Puluhan kaki melangkah menuju gerbang sekolah Pelita Bangsa. Atasan putih dan bawahan abu-abu tampak begitu serasi memenuhi halaman sekolah. Pancaran mata Dina menunjukan keraguan dan tidak nyaman dengan orang-orang yang asing baginya. Dia sengaja berjalan di belakang kakaknya, seolah meminta perlindungan dari orang-orang asing itu. Namun Alena menyadari hal itu, lalu berbalik dan menatap tidak suka pada adiknya.
“Ngapain ikutin gue? Udah sana gabung sama teman-teman lo.” Dina hanya terdiam dan menatap punggung Alena yang mulai menjauh.
Dia tidak mengerti apa kakaknya lupa atau sengaja saat mengatakan itu. Ini hari pertamanya di sekolah dan kemarin dia tidak mengikuti masa orientasi karena sakit, jadi tidak ada yang dia kenal. Dia merasa seperti terhilang diantara kerumunan.

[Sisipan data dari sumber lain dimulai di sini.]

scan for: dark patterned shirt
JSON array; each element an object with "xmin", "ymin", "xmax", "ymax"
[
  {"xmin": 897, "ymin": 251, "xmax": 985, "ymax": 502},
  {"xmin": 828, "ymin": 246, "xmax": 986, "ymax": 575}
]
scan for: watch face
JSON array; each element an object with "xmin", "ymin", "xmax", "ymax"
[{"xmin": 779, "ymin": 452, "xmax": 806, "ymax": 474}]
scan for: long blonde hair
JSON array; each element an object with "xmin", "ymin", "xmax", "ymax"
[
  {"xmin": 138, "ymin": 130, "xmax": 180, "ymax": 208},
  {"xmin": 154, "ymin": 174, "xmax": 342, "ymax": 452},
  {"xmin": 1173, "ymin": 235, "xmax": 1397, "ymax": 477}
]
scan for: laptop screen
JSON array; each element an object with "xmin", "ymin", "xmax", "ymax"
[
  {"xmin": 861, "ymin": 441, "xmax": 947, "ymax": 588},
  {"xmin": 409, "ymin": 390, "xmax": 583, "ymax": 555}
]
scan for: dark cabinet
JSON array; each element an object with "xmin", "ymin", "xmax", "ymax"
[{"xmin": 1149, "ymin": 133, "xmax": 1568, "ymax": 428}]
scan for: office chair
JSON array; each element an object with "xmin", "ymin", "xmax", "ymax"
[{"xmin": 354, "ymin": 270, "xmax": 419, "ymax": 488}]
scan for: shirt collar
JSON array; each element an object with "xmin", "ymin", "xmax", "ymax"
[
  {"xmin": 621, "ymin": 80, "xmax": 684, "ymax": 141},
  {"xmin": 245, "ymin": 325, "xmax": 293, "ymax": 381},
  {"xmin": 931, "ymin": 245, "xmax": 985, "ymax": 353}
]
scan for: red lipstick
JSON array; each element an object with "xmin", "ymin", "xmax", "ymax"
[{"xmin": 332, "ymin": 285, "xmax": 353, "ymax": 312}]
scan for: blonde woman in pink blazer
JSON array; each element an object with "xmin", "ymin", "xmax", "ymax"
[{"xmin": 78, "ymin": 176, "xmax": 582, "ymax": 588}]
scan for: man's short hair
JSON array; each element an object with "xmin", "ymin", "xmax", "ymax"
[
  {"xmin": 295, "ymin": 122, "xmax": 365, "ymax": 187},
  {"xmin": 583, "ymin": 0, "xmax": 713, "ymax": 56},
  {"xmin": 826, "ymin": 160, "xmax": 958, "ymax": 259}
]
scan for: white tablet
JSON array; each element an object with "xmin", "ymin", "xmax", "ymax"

Dina hanya mematung sambil menatap gedung dan orang yang berlalu lalang.
“Hei, ngapain sendirian di sini?” Dina menatap gadis berambut sepunggung itu dengan tubuh yang sedikit gempal. Dia hanya memberi senyum canggung pada gadis itu dan seseorang disampingnya.

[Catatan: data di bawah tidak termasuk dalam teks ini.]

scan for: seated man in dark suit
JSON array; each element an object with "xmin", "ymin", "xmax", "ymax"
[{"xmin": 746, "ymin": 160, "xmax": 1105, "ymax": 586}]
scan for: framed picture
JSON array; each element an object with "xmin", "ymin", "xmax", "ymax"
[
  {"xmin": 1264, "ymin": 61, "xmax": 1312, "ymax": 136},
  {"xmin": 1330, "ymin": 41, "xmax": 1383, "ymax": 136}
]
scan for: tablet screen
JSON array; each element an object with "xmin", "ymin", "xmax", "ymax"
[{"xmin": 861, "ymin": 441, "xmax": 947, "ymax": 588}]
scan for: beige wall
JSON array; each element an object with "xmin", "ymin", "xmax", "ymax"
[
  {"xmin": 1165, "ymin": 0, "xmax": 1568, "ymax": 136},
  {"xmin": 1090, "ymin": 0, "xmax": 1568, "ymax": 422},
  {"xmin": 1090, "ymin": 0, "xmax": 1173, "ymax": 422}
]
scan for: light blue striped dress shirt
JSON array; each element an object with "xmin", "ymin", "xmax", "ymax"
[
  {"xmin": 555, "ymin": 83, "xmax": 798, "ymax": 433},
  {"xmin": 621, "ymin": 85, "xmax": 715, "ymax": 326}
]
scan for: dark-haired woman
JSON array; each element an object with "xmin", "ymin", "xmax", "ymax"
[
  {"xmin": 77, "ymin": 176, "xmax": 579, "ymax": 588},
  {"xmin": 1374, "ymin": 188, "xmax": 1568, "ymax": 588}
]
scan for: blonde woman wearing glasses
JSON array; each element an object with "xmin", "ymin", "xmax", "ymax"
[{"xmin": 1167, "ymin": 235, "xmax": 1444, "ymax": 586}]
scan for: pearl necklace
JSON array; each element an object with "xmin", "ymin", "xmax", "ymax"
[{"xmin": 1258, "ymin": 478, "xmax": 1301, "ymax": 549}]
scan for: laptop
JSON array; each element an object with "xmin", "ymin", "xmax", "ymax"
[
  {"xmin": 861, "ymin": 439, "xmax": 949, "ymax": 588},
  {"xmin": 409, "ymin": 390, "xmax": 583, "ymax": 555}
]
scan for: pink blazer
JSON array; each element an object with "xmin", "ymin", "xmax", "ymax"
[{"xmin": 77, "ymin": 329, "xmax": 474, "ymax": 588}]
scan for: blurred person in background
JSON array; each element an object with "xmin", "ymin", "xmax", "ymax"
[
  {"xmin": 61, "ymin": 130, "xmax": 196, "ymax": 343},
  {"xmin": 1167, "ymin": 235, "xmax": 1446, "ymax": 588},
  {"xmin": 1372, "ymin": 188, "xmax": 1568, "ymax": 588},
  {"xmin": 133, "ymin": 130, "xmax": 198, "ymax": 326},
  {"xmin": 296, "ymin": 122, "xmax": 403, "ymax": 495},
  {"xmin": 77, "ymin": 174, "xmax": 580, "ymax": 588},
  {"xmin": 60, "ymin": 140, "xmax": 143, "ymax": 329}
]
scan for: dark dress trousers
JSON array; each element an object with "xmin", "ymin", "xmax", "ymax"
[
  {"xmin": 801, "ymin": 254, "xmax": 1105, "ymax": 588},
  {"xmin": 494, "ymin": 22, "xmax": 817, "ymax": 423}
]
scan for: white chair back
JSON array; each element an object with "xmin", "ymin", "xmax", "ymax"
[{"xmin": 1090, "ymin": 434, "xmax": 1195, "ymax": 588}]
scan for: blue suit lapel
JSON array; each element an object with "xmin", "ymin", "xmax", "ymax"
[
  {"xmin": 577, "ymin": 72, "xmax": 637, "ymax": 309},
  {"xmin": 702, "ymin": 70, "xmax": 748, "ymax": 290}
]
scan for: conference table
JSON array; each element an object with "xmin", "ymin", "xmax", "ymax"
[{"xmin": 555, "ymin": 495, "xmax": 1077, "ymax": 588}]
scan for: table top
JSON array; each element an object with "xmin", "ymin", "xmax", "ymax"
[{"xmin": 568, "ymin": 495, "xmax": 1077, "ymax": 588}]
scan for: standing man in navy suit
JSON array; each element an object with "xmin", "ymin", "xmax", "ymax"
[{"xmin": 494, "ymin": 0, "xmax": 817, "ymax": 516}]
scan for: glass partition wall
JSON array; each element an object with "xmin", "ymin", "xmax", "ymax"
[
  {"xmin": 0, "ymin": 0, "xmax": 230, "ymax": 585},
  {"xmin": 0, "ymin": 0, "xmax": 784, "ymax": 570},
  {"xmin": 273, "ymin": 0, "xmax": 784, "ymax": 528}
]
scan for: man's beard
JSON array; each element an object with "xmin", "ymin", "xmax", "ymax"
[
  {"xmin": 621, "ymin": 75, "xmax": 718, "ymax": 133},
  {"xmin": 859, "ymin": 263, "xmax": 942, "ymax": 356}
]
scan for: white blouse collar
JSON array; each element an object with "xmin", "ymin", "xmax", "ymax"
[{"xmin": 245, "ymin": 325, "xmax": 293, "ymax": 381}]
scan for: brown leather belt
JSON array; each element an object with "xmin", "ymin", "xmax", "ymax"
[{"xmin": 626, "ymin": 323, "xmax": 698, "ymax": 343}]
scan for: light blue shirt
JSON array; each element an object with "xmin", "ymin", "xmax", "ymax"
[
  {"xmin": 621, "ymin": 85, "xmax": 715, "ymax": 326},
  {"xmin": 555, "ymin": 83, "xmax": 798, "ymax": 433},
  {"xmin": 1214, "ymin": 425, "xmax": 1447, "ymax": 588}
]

“Pasti ngga ikut MPLS ya?” timpal teman gadis bertubuh gempal itu. Sekali lagi Dina tidak berujar dan hanya tersenyum sambil mengangguk.
“Kenalin, gue Enjel dan ini Gita,” ujar gadis bertubuh gempal itu.
“Nama gue Dina.”
“Bagi seluruh siswa baru bisa melihat kelas kalian di papan informasi.” Suara dari speaker itu menggema di antara gedung sekolah.

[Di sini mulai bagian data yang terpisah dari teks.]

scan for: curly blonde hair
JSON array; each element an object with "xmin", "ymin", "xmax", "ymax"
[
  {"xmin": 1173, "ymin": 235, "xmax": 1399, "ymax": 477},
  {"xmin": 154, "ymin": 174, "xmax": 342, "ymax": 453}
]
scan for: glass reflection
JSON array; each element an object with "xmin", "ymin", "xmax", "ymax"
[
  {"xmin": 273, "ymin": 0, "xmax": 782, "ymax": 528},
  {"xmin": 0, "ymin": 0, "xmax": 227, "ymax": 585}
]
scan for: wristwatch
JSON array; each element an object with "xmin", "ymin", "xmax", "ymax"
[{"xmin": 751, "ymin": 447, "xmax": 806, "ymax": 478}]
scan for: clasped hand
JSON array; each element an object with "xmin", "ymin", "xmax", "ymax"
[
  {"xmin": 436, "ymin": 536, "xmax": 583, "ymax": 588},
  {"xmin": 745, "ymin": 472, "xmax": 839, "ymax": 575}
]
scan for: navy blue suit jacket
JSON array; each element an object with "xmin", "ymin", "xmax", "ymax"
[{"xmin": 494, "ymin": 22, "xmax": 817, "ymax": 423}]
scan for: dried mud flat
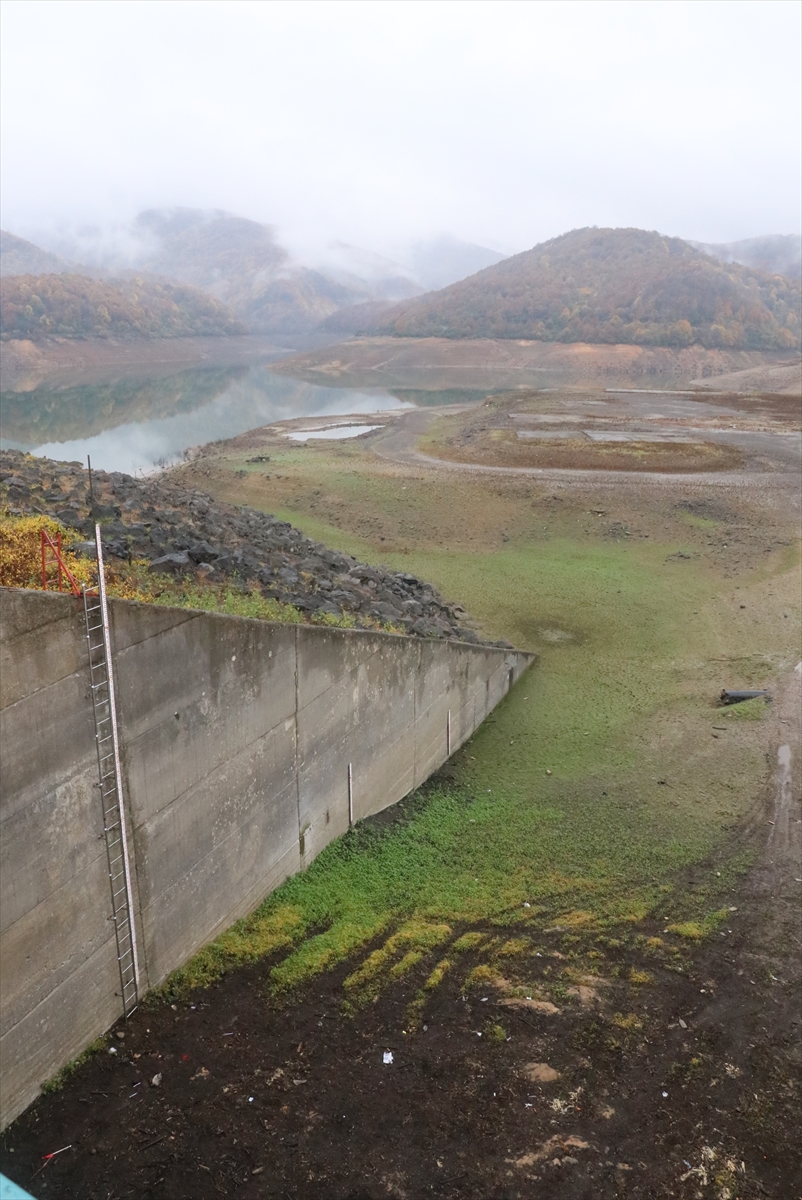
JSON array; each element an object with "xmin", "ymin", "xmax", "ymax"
[
  {"xmin": 1, "ymin": 696, "xmax": 802, "ymax": 1200},
  {"xmin": 0, "ymin": 379, "xmax": 802, "ymax": 1200}
]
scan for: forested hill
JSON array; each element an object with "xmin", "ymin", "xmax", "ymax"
[
  {"xmin": 0, "ymin": 229, "xmax": 70, "ymax": 276},
  {"xmin": 377, "ymin": 229, "xmax": 800, "ymax": 350},
  {"xmin": 0, "ymin": 275, "xmax": 247, "ymax": 340}
]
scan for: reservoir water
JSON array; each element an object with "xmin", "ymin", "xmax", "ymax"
[{"xmin": 0, "ymin": 350, "xmax": 420, "ymax": 474}]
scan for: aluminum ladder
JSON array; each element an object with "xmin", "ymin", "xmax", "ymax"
[{"xmin": 82, "ymin": 524, "xmax": 139, "ymax": 1020}]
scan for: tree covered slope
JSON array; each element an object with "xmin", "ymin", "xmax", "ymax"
[
  {"xmin": 377, "ymin": 229, "xmax": 800, "ymax": 350},
  {"xmin": 0, "ymin": 275, "xmax": 247, "ymax": 340}
]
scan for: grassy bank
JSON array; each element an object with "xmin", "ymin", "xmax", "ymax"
[{"xmin": 158, "ymin": 468, "xmax": 792, "ymax": 1022}]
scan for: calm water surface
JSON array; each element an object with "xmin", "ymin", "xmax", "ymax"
[{"xmin": 0, "ymin": 352, "xmax": 422, "ymax": 474}]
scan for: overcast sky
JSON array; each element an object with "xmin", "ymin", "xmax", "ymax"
[{"xmin": 1, "ymin": 0, "xmax": 802, "ymax": 252}]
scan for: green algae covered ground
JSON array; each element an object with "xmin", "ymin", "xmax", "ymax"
[{"xmin": 159, "ymin": 434, "xmax": 795, "ymax": 1009}]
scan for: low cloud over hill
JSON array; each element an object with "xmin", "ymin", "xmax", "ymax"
[
  {"xmin": 377, "ymin": 229, "xmax": 800, "ymax": 350},
  {"xmin": 0, "ymin": 229, "xmax": 70, "ymax": 277}
]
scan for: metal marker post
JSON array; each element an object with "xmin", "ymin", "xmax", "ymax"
[{"xmin": 348, "ymin": 763, "xmax": 354, "ymax": 827}]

“Udah pengumuman kelas tuh. Ayo Din kita lihat, kita ditempatin di kelas mana,” ujar Gita.
“Gue harap kita sekelas,” ucap Tedina.
Mereka berjalan menuju papan informasi dan terlihat banyak siswa yang berdiri di depan papan tersebut. Hal itu tidak membuat Enjel dan Gita menunggu, sehinga Dina terpaksa mengikuti langkah mereka. Namun mendadak seorang anak lelaki terdorong ke arahnya, sontak Dina segera menghindar. Setelah itu jantungnya berdetak dua kali lebih cepat dan tangannya menjadi gemetar. Kakinya bergerak perlahan ke belakang, saat udara sekitar terasa begitu sesak.
Dia mengepalkan kedua tangan untuk menghentikan rasa gemetar. Kemudian menarik napas untuk mengisi paru-parunya dengan oksigen. Setelah napasnya menjadi teratur, Dina kembali mendekati Enjel yang telah berada dipapan informasi.
Enjel mengalihkan pandangan dari papan, saat Dina datang. “Nama lengkap lo siapa Din, biar gue liatin,” tawar Enjel. “Tedina Kayla Andarmeta,” ucap Dina.
Mata dan jari telunjuk Enjel menelisik dengan saksama ratusan nama dari daftar yang tertempel di sana. Kemudian jarinya berhenti pada satu nama.
“Ini dia.” Matanya masih menatap daftar itu. “Lo masuk kelas 7 C. Berarti bareng ama Gita dan sayangnya ... gue beda kelas ama kalian.” Dia menunjukan raut kecewa diakhir ucapannya.
“Kalo gitu gue ama Dina, ke kelas duluan. Lo bisa ke kelas sendiri ‘kan?” ada nada sindiran dalam ucapan Gita.
“Bisa banget.” Dengan sengaja Enjel menekankan kata terakhirnya.
Mereka berpisah dengan Enjel di sana, lalu menyusuri koridor. Langkah keduanya berhenti, saat melihat papan – yang berada di atas pintu sebelah kiri- yang bertuliskan kelas mereka. Keduanya pun masuk dan melihat sudah banyak siswa di dalamnya. Sehingga Gita dan Dina mendapat tempat duduk di barisan ke tiga. Setelah meletakkan tasnya ke belakang kursi, mata Dina mengitari seluruh kelas. Kebanyakan hanya melihat ponsel, tetapi ada beberapa orang yang berkelompok dan berbincang. Dilihat dari keakraban mereka, Dina yakin kalau mereka teman satu sekolah.
Ada seorang gadis yang menarik perhatiannya. Padahal dia tidak lebih dominan dari yang lain, tetapi Dina seolah merasakan aura yang membuat gadis itu menarik. Kalau tidak salah dengar, mereka memanggilnya Eva. Rambutnya digulung dengan asal dan menyisakan beberapa helai rambut. Namun cara berpakaiannya rapi seperti siswa pada umumnya.